Balance: Student time commitments typically fall into three big "buckets" during a 15 hour week - each taking approximately equal time (5 hours). These include: a ) online interaction time, with the majority spent using asynchronous tools such as discussion boards, blogs, wikis and journals - complemented by some time in synchronous meetings; b) class readings, viewing asynchronous class lectures and watching curricular videos; and c) completing course work such as papers, presentations, problem sets, quizzes/tests and group projects. The balance may shift in a given week, say if a major course project is due, but an effort is made to maintain a good balance throughout the course.

A "Standard" Week

Below is an outline what a standard week could look like.
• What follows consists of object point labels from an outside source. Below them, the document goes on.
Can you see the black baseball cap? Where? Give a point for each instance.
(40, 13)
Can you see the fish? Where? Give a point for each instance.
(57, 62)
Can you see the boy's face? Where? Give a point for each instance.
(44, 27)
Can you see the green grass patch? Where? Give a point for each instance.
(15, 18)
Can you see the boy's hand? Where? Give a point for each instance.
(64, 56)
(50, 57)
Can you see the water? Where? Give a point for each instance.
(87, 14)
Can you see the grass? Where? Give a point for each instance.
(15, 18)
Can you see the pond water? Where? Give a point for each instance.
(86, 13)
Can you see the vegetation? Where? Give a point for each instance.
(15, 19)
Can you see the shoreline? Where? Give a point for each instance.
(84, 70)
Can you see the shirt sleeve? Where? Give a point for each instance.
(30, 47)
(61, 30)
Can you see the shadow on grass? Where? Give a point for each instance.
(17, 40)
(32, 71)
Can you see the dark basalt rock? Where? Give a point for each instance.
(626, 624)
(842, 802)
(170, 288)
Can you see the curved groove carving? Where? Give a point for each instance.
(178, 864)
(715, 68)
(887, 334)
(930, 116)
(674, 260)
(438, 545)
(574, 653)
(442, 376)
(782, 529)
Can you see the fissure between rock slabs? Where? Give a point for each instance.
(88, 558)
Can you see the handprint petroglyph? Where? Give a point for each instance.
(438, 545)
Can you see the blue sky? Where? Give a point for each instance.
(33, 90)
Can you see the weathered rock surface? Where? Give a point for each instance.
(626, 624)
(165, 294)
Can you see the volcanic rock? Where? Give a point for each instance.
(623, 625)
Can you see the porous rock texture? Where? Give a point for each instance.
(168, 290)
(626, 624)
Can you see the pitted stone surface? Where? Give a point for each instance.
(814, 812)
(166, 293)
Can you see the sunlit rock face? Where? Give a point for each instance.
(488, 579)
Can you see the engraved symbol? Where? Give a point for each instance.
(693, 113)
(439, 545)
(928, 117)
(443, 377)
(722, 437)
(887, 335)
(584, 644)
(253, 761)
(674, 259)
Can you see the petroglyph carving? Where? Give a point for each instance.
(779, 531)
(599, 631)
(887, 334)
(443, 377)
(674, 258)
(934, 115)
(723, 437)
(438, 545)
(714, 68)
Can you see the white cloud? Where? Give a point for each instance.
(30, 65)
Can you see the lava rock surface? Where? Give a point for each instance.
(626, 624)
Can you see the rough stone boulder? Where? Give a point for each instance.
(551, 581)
The goal is not to fit each course into an inflexible structure, but to provide basic guidelines to what a week teaching online may look like.

Monday: Course module starts. The module has actually been open for the prior week - but on Monday the discussion boards become available to post, formative quizzes become available, and the assignment function goes lives. All of the materials and deliverables, with their due dates and time estimates, are clear and available from the beginning of the module.

Wednesday Night (late): First student deliverable. This is usually a small deliverable, often a post to a course discussion board around the curriculum (readings and videos) etc. One example is a requirement to ask 3 substantive questions about the materials. Requiring students to respond to each other (example: everyone must answer to questions) by Sunday night insures that the discussion board goes forward.

Wednesday Night: Weekly Online Synchronous Meeting held (9:00pm EST suggested). Meeting includes a review of the weekly objectives, a mini synthesis by the professor, and student led reporting out and discussion of deliverables and group projects.

Saturday Night (late): Main weekly deliverable due. Delivered to a Discussion Forum (each week has 2 forums). Deliverable could be a presentation (voice-over), case write-up, etc. etc.

Sunday: Instructor and student response to main deliverable.

Sunday Night: Module round-up. Synthesis often provided by instructor using presentation capture software.

Can you offer any additions to my best practices? I'm hoping to be able to fit this all on one easily digestible page. Where do you go to look for resources or ideas? Any books or articles to suggest? Any ideas where this conversation is going on?